Само собою разумеется, я не убедил офицера, он не убедил меня.
Во все время нашего плавания мы не испытывали от него никаких придирок и стеснений. Из Оби мы вошли в ее приток Томь и прибыли в Томск 29-го или 30-го июля 1864 г[ода]. На пристани виднелась толпа любопытствующих зрителей, не особенно, впрочем, большая. На палубе нашей баржи собралась изрядная кучка певцов, и они пропели одну из песен, упомянутых мною во 2-ой главе: «Наш Стефан Баторий Великий»[153]153
См. примечание 131.
[Закрыть]. Публика, стоявшая на пристани, одобряла, по-видимому, напев этой песни; слова едва ли они могли разобрать и понять, но я стоял недалеко от певцов и заметил, что они изменили несколько слов текста, а именно: вместо слов «громил московских бояр» они пропели слова «громил турок и татар».
2
В томской тюрьме мы пробыли дня два или три; желавшие могли сходить в город, даже, помнится, без конвоя. Отсюда нас отправили дальше на подводах, так называемых – обывательских. Подводы, числом около сотни, собрались перед тюрьмою. Это были обыкновенные крестьянские телеги, запряженные большею частью двумя лошадьми, немногие – одною лошадью; троек почти не было. На большей части подвод ямщиками были крестьяне, молодые или средних лет, на некоторых – старики, на некоторых – подростки или даже совсем дети. Мы разместились на подводах, по два человека на каждой, с вещами. На трех подводах были дамы; мне сказали, что они сопровождают своих мужей добровольно: госпожи Крупская, Рудницкая и Чаплинская.
Конвойных солдат было человек пятнадцать или, может быть, даже двадцать. Отдельных подвод для них не было; но у многих поляков вещей было совсем мало, на телеге просторно, вот к ним и подсаживались конвойные. Конвойному офицеру был подан тарантас, запряженный тройкой.
Пока мы длинною вереницей ехали по городу, вид нашего поезда был довольно стройный; но на расстоянии двух или трех верст от города стройность начала разрушаться.
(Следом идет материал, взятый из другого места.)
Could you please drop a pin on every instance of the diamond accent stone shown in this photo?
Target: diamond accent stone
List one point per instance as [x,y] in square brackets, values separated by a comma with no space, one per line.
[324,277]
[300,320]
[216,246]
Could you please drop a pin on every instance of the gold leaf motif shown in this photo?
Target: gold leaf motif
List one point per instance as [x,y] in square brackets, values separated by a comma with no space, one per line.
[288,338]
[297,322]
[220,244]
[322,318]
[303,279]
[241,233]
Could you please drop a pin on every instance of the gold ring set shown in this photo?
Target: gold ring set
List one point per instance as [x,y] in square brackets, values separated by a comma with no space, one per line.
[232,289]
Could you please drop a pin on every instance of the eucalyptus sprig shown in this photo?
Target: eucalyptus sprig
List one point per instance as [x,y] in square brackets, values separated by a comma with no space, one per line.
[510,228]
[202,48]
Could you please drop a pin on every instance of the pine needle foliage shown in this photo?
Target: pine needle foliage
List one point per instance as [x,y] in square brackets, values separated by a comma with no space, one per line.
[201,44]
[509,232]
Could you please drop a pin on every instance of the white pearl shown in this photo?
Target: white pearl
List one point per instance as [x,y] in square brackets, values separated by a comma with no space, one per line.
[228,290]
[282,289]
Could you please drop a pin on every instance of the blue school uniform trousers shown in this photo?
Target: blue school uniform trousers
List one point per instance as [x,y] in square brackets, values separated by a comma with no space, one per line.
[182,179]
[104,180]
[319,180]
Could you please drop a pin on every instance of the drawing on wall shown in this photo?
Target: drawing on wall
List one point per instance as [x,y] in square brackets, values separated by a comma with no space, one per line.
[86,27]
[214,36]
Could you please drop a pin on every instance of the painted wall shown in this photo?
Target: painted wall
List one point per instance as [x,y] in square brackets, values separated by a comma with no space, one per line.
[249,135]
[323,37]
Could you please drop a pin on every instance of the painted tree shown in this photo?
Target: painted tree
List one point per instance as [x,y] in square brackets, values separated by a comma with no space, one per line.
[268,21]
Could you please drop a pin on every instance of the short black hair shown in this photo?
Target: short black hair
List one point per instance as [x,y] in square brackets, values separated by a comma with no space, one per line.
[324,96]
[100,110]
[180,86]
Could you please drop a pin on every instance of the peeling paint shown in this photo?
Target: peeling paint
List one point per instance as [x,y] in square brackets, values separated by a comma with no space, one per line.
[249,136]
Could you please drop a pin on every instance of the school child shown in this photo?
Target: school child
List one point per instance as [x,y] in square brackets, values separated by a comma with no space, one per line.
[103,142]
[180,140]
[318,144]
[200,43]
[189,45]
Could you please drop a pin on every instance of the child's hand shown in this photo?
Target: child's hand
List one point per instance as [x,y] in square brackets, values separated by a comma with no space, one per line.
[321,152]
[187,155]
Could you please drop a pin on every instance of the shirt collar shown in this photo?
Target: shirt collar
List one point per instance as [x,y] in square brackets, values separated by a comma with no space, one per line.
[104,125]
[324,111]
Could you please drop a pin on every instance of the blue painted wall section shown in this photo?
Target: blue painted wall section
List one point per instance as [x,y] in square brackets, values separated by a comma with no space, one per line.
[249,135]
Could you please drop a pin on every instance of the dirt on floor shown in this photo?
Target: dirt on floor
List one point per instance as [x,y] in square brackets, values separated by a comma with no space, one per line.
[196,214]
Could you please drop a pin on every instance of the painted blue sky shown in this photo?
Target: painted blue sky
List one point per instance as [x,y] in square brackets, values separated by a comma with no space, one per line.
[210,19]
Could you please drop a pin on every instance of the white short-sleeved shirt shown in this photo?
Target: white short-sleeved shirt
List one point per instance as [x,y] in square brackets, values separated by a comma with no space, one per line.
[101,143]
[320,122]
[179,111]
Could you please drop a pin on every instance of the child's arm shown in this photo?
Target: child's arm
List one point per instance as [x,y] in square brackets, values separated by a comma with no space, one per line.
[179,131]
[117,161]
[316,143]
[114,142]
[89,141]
Дело в том, что лошади были, разумеется, не одинакового достоинства: некоторые – молодые, горячие; другие, напротив, старые, вялые, или с разными изъянами. Из поляков многие знали в лошадях толк, умели быстро и верно определить, на какой подводе можно будет ехать попроворнее – на нее и садились. Когда мы были уже за городом, они выехали из нашей вереницы в сторону, обогнали те подводы, которые подвигались не так быстро, и умчались вперед. Между подводами, отставшими от этих передовиков, произошел дальнейший, так сказать, отбор в том же порядке: у кого лошади были побойчее, те точно также обогнали флегматиков. В конце концов оказалось, что на первом же переезде наша партия разорвалась на четыре или на пять маленьких партий; и, когда последняя из этих маленьких партий подъезжала к станции, передовики (впоследствии мы называли их загонщиками) были уже дальше, верстах в десяти от станции.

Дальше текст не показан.